Note that the blessing is not for Abram alone. If he is willing to venture into the Great Wide Open, to take that pivotal first step away from the familiar and the same, Abram and his descendants will be blessed.

Abram will be blessed for going and his going constitutes a means to bless others. 

Verse 3 reads: “I will bless those who bless you, and the one who curses you I will curse, and in you all the families of the earth shall be blessed.”

Here we have a very particular person from a very particular place with a very particular language and culture being used as a means of blessing all the families of the earth. 

With Abram, the centrifugal movement away from Babel gets a jumpstart. The God we encounter in Scripture likes to shake things up. God meets us in our particularity because there can be no generic person.

God only ever meets us where and when we are.

What if God’s calling to Go and Abram’s willing response is not merely vicarious but paradigmatic?

What if the blessing only arises in and from the going?

If this is true, then it is not merely Abram’s charge to head out into the unknown, but ours as well.

Move 4 - What the world needs right now.

When I read the headlines, I’m dismayed by the divisions among us. This sense of distrust and alienation from our fellow humans is not exclusive to America, but we seem to have been doing an especially good job of it in recent years.

Ethnocentrism and xenophobia have turned us against others for no reason apart from their otherness.

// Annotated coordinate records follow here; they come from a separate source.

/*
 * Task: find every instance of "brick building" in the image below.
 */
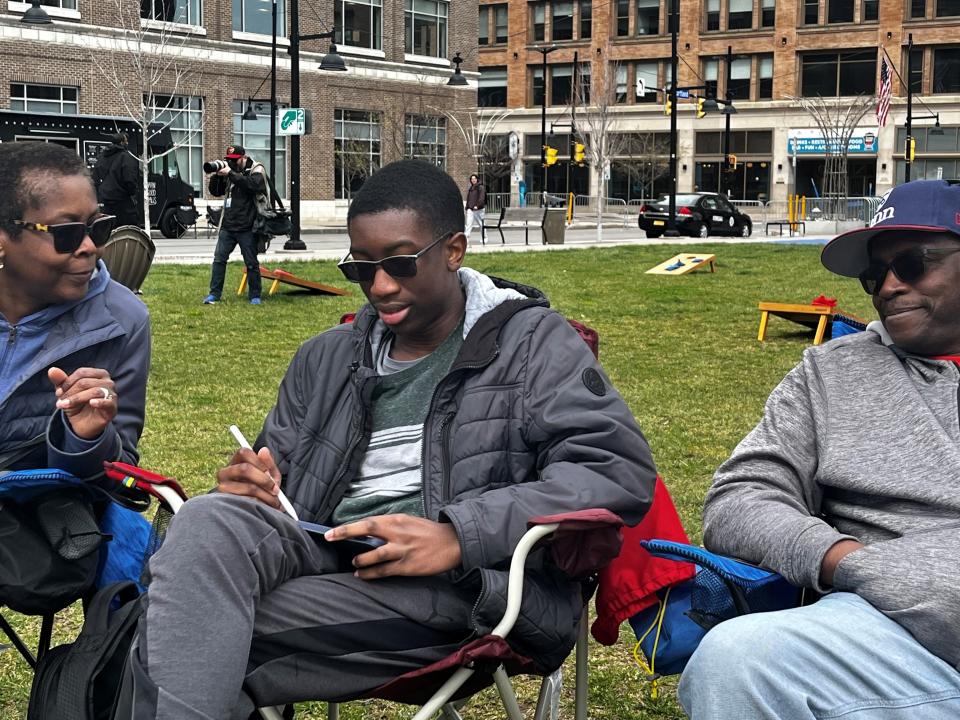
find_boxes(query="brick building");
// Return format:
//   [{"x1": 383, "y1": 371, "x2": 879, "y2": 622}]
[
  {"x1": 0, "y1": 0, "x2": 477, "y2": 224},
  {"x1": 479, "y1": 0, "x2": 960, "y2": 200}
]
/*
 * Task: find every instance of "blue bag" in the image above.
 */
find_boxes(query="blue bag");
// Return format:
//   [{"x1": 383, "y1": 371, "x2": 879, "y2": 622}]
[{"x1": 629, "y1": 540, "x2": 803, "y2": 693}]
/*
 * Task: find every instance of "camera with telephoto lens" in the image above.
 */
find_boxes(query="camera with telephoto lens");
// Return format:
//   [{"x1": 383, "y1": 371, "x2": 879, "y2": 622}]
[{"x1": 203, "y1": 160, "x2": 229, "y2": 173}]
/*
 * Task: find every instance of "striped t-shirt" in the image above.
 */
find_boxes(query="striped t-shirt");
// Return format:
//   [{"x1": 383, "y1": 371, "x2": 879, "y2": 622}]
[{"x1": 333, "y1": 322, "x2": 463, "y2": 525}]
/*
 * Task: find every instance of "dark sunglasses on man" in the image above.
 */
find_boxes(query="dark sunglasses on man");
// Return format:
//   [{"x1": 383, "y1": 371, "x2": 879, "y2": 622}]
[
  {"x1": 337, "y1": 232, "x2": 453, "y2": 283},
  {"x1": 13, "y1": 215, "x2": 117, "y2": 255},
  {"x1": 860, "y1": 247, "x2": 960, "y2": 295}
]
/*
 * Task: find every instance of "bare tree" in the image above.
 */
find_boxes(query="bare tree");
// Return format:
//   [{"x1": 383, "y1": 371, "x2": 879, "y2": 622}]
[
  {"x1": 88, "y1": 0, "x2": 201, "y2": 230},
  {"x1": 573, "y1": 66, "x2": 628, "y2": 242},
  {"x1": 792, "y1": 93, "x2": 876, "y2": 220}
]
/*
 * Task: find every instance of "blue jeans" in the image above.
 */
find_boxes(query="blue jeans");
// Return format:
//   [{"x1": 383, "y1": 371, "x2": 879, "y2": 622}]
[
  {"x1": 210, "y1": 228, "x2": 260, "y2": 299},
  {"x1": 678, "y1": 593, "x2": 960, "y2": 720}
]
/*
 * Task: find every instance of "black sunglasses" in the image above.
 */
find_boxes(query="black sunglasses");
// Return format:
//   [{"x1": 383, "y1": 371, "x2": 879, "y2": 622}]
[
  {"x1": 860, "y1": 247, "x2": 960, "y2": 295},
  {"x1": 337, "y1": 232, "x2": 453, "y2": 282},
  {"x1": 13, "y1": 215, "x2": 117, "y2": 254}
]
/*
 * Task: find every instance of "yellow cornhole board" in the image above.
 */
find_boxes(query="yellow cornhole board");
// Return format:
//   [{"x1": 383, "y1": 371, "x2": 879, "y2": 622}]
[{"x1": 646, "y1": 253, "x2": 717, "y2": 275}]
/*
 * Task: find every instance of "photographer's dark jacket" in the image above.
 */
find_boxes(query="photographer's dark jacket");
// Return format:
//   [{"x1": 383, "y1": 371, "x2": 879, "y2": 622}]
[
  {"x1": 208, "y1": 164, "x2": 267, "y2": 232},
  {"x1": 256, "y1": 269, "x2": 656, "y2": 668},
  {"x1": 0, "y1": 260, "x2": 150, "y2": 477}
]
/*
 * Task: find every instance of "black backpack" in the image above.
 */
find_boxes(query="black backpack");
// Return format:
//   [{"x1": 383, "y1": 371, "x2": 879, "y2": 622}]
[{"x1": 27, "y1": 582, "x2": 143, "y2": 720}]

We seem to have forgotten a very obvious aspect of our being: there can be no sameness without difference and no difference without sameness. Our particularities are only meaningful because we share certain particulars with certain folx and not with others.

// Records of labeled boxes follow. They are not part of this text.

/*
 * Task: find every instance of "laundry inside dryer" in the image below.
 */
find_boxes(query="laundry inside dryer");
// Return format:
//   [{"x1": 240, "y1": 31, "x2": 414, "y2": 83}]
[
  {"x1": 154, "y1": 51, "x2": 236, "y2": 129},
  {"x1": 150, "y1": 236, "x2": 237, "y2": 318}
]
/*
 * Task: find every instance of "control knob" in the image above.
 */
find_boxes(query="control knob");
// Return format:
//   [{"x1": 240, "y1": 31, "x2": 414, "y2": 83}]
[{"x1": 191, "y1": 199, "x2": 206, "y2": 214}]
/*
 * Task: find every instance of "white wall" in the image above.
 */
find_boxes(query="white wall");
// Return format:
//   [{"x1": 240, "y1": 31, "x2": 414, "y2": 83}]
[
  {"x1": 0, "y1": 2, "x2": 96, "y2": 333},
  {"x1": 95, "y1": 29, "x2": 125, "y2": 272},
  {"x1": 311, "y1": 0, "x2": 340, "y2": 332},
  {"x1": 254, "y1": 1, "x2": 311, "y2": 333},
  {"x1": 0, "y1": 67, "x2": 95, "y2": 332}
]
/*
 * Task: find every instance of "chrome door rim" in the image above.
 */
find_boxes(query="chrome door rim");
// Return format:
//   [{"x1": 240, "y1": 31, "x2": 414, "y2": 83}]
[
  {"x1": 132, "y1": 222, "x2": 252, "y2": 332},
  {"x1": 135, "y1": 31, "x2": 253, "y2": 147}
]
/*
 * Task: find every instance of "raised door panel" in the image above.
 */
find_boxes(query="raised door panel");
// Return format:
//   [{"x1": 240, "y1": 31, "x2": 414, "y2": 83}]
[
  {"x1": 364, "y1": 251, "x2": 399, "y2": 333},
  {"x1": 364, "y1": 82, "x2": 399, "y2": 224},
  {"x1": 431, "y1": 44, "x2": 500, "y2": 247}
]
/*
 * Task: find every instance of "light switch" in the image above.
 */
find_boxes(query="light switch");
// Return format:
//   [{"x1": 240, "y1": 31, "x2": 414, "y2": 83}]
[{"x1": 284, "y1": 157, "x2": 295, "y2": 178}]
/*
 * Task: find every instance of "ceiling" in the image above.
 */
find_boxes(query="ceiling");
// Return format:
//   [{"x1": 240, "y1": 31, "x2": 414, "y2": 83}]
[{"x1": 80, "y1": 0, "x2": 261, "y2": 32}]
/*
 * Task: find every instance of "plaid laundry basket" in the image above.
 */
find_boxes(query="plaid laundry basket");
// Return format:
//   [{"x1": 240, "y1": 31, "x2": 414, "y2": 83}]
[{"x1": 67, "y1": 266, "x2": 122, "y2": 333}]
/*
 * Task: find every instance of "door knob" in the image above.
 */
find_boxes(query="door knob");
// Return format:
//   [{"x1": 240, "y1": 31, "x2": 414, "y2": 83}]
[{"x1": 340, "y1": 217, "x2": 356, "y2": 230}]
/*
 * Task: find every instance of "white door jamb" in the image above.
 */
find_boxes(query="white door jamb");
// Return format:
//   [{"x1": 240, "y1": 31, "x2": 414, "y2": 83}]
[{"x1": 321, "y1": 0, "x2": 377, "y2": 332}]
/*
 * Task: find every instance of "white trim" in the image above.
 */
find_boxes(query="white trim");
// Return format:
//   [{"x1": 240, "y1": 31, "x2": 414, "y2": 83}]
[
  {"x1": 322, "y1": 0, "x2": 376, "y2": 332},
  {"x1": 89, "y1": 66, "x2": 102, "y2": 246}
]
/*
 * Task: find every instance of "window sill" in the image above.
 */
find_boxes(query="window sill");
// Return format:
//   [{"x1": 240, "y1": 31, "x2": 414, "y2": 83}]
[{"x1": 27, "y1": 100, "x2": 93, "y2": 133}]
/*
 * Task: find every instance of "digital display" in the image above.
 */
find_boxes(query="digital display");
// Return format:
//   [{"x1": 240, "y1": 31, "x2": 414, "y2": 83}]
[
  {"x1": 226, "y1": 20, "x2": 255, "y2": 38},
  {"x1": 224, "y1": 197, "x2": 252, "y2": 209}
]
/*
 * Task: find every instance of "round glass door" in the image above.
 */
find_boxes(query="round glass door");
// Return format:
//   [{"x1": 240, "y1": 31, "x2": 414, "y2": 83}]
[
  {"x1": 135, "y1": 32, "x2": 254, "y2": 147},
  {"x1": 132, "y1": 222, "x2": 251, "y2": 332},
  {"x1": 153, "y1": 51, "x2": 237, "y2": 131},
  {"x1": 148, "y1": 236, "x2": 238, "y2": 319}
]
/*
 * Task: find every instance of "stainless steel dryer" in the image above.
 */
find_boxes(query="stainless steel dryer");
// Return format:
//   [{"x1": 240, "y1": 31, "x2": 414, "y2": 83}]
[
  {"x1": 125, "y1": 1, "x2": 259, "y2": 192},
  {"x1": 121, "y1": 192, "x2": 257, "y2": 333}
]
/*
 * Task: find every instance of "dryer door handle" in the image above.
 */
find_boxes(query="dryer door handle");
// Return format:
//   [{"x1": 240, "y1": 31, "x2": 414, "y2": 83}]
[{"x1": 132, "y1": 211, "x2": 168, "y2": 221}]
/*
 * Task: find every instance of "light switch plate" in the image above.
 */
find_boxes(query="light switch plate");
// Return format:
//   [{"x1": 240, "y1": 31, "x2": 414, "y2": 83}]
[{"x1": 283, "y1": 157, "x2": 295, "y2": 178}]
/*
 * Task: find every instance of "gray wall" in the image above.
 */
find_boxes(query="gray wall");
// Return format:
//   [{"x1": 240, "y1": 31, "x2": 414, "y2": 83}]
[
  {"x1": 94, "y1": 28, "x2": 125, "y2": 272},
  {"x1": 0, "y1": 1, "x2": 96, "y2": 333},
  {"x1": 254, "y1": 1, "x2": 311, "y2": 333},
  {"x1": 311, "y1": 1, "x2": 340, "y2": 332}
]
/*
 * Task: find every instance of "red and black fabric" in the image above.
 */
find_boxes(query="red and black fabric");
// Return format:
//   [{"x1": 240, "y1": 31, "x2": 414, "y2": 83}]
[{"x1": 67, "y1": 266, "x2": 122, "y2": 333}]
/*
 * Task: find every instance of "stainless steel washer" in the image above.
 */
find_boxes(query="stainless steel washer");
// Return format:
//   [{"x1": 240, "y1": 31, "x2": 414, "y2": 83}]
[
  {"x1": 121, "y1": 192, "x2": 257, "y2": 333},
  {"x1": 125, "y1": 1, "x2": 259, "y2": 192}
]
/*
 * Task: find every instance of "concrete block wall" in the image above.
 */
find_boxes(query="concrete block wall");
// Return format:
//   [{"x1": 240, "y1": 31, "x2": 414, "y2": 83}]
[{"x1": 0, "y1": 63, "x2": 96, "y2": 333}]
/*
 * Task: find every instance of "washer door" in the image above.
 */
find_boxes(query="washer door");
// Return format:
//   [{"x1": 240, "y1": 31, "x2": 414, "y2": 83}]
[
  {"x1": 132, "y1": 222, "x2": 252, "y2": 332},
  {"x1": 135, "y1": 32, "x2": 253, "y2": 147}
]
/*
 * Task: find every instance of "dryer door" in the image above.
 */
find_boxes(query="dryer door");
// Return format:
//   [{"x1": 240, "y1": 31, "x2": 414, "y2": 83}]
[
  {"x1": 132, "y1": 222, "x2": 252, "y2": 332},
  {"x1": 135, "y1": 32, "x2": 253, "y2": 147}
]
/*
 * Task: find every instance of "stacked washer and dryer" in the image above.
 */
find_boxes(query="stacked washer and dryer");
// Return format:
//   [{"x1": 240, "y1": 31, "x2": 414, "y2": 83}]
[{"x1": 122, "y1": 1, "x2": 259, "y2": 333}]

The random evolutionary changes that gave us Black, Brown, or White skin …

The phenotypic arbitrariness that gave some of us blue eyes and some of us brown eyes, some of us blonde hair and others of us red hair…

The haphazard comings and goings of our parents, grandparents, and ancestors that demarcate our nationalities, our languages, our cultures …

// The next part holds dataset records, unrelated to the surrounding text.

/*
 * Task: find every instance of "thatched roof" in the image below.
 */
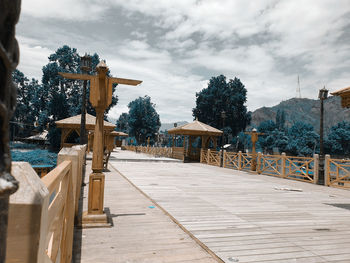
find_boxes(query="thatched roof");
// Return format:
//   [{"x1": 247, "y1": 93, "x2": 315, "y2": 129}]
[
  {"x1": 55, "y1": 113, "x2": 116, "y2": 130},
  {"x1": 168, "y1": 120, "x2": 222, "y2": 136},
  {"x1": 331, "y1": 87, "x2": 350, "y2": 96},
  {"x1": 110, "y1": 131, "x2": 129, "y2": 137}
]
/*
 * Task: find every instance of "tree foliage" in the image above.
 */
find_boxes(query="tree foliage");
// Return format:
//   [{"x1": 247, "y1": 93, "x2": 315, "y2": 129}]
[
  {"x1": 128, "y1": 96, "x2": 160, "y2": 144},
  {"x1": 11, "y1": 69, "x2": 41, "y2": 137},
  {"x1": 192, "y1": 75, "x2": 251, "y2": 136},
  {"x1": 13, "y1": 45, "x2": 118, "y2": 152},
  {"x1": 258, "y1": 120, "x2": 319, "y2": 156}
]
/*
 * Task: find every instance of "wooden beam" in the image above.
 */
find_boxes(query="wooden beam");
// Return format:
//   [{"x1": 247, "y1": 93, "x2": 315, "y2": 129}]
[
  {"x1": 109, "y1": 78, "x2": 142, "y2": 86},
  {"x1": 58, "y1": 72, "x2": 95, "y2": 80}
]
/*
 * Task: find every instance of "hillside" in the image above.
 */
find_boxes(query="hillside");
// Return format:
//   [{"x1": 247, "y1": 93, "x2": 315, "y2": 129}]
[
  {"x1": 159, "y1": 121, "x2": 188, "y2": 132},
  {"x1": 251, "y1": 96, "x2": 350, "y2": 132}
]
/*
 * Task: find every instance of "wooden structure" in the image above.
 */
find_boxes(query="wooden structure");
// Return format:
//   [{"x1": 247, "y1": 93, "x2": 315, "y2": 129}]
[
  {"x1": 245, "y1": 128, "x2": 264, "y2": 171},
  {"x1": 168, "y1": 120, "x2": 223, "y2": 162},
  {"x1": 55, "y1": 113, "x2": 116, "y2": 149},
  {"x1": 6, "y1": 145, "x2": 86, "y2": 263},
  {"x1": 59, "y1": 61, "x2": 142, "y2": 227},
  {"x1": 331, "y1": 87, "x2": 350, "y2": 108}
]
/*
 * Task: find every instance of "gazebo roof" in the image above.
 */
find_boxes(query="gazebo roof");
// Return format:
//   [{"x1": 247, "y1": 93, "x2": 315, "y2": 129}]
[
  {"x1": 168, "y1": 120, "x2": 222, "y2": 136},
  {"x1": 110, "y1": 131, "x2": 129, "y2": 137},
  {"x1": 55, "y1": 113, "x2": 116, "y2": 130},
  {"x1": 331, "y1": 87, "x2": 350, "y2": 96}
]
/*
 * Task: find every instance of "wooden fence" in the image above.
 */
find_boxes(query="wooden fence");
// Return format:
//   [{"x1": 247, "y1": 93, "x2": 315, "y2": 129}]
[
  {"x1": 6, "y1": 146, "x2": 86, "y2": 263},
  {"x1": 126, "y1": 146, "x2": 350, "y2": 189},
  {"x1": 201, "y1": 150, "x2": 322, "y2": 186},
  {"x1": 124, "y1": 145, "x2": 184, "y2": 160},
  {"x1": 325, "y1": 155, "x2": 350, "y2": 189}
]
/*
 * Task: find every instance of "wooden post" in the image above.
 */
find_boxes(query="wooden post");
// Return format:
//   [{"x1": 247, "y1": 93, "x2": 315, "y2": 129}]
[
  {"x1": 256, "y1": 152, "x2": 261, "y2": 174},
  {"x1": 324, "y1": 154, "x2": 331, "y2": 186},
  {"x1": 281, "y1": 153, "x2": 286, "y2": 177},
  {"x1": 238, "y1": 151, "x2": 242, "y2": 170},
  {"x1": 57, "y1": 148, "x2": 81, "y2": 221},
  {"x1": 314, "y1": 154, "x2": 319, "y2": 184},
  {"x1": 59, "y1": 61, "x2": 142, "y2": 227},
  {"x1": 188, "y1": 135, "x2": 192, "y2": 159},
  {"x1": 222, "y1": 150, "x2": 227, "y2": 168},
  {"x1": 6, "y1": 162, "x2": 50, "y2": 263}
]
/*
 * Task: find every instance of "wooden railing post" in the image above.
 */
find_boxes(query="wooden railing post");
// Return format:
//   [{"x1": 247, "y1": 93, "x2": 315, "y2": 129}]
[
  {"x1": 222, "y1": 150, "x2": 227, "y2": 168},
  {"x1": 57, "y1": 148, "x2": 81, "y2": 220},
  {"x1": 238, "y1": 151, "x2": 242, "y2": 170},
  {"x1": 256, "y1": 152, "x2": 261, "y2": 174},
  {"x1": 281, "y1": 153, "x2": 287, "y2": 177},
  {"x1": 313, "y1": 153, "x2": 320, "y2": 184},
  {"x1": 324, "y1": 154, "x2": 331, "y2": 186},
  {"x1": 6, "y1": 162, "x2": 50, "y2": 263}
]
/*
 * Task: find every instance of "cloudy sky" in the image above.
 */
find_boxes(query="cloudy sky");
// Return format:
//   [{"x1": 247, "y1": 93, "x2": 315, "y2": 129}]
[{"x1": 17, "y1": 0, "x2": 350, "y2": 122}]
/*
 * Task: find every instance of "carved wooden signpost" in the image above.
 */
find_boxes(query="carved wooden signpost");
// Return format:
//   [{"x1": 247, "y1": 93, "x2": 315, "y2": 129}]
[
  {"x1": 59, "y1": 61, "x2": 142, "y2": 227},
  {"x1": 245, "y1": 128, "x2": 264, "y2": 171}
]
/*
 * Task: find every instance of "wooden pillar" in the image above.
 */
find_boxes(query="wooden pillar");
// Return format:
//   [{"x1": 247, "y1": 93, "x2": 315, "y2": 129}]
[
  {"x1": 209, "y1": 136, "x2": 218, "y2": 151},
  {"x1": 238, "y1": 151, "x2": 242, "y2": 170},
  {"x1": 281, "y1": 153, "x2": 286, "y2": 177},
  {"x1": 324, "y1": 154, "x2": 331, "y2": 186},
  {"x1": 314, "y1": 154, "x2": 320, "y2": 184},
  {"x1": 187, "y1": 136, "x2": 193, "y2": 158},
  {"x1": 256, "y1": 152, "x2": 261, "y2": 174}
]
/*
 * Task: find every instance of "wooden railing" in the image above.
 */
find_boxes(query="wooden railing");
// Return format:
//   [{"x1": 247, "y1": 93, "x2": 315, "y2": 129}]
[
  {"x1": 6, "y1": 146, "x2": 86, "y2": 263},
  {"x1": 325, "y1": 155, "x2": 350, "y2": 189},
  {"x1": 124, "y1": 145, "x2": 184, "y2": 160},
  {"x1": 200, "y1": 150, "x2": 320, "y2": 184}
]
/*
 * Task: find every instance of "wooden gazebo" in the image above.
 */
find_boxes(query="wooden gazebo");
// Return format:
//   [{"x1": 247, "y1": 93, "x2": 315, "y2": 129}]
[
  {"x1": 55, "y1": 114, "x2": 116, "y2": 148},
  {"x1": 168, "y1": 120, "x2": 223, "y2": 161}
]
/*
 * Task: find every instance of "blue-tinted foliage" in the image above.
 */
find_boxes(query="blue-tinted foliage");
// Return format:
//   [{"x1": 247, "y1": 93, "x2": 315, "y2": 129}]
[
  {"x1": 11, "y1": 149, "x2": 57, "y2": 166},
  {"x1": 128, "y1": 96, "x2": 160, "y2": 144},
  {"x1": 258, "y1": 121, "x2": 319, "y2": 156},
  {"x1": 192, "y1": 75, "x2": 251, "y2": 136},
  {"x1": 325, "y1": 121, "x2": 350, "y2": 156}
]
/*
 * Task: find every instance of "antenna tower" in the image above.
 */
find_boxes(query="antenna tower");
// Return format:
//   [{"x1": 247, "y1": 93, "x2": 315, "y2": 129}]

The delicate blend of nature and nurture that leads some of us to identify as gay, strait, or bisexual, or some of us to be trans, cisgender, or nonbinary, and for each of us to be more or less suited to the physical conditions of our environments …

All of these aspects of our identity that have produced intractable conditions, that have fostered our alienation from others, from creation, and even ourselves would come to mean so much differently if we would just Go.

If we only remain where we are born and bred, we remain locked in patterns of thinking that are endemic to our throwness into a particular body at a particular place at a particular time in history.

But if we go…

If we are forced out of our comfort zones by exposure to folx whose ways of conceiving the world are different from ours …

If we are forced to rely upon the hospitality of strangers for our survival …

If we are forced to learn new languages to communicate our wants, needs, and desires …

If we are forced to move our bodies into strange and spectacular places, we receive not only similar challenges to those Abram, Sarai, and Lot faced, but the concomitant blessings as well.

Maybe what can truly make America great again is for more Americans to go away from America—and I mean really go.

To go in a way that unsettles us.

That disorients us. 

That forces us not only to encounter different cultures and contexts in their difference from ours, but also to perceive just how much we have in common with folx who used to seem so completely and utterly different from us prior to our going.

Maybe this scattering and sending God knows what she is doing.

Maybe the only way we receive a blessing worthy of the name is to bless other kinds of people with our presence, with our curiosity, with our faith.

Maybe that moment when God told Abram to go so many millennia ago is the same command God poses to we who claim ourselves to be Abram’s heirs. And if this is the case, it is in our going that our disparate faiths may truly become Abrahamic.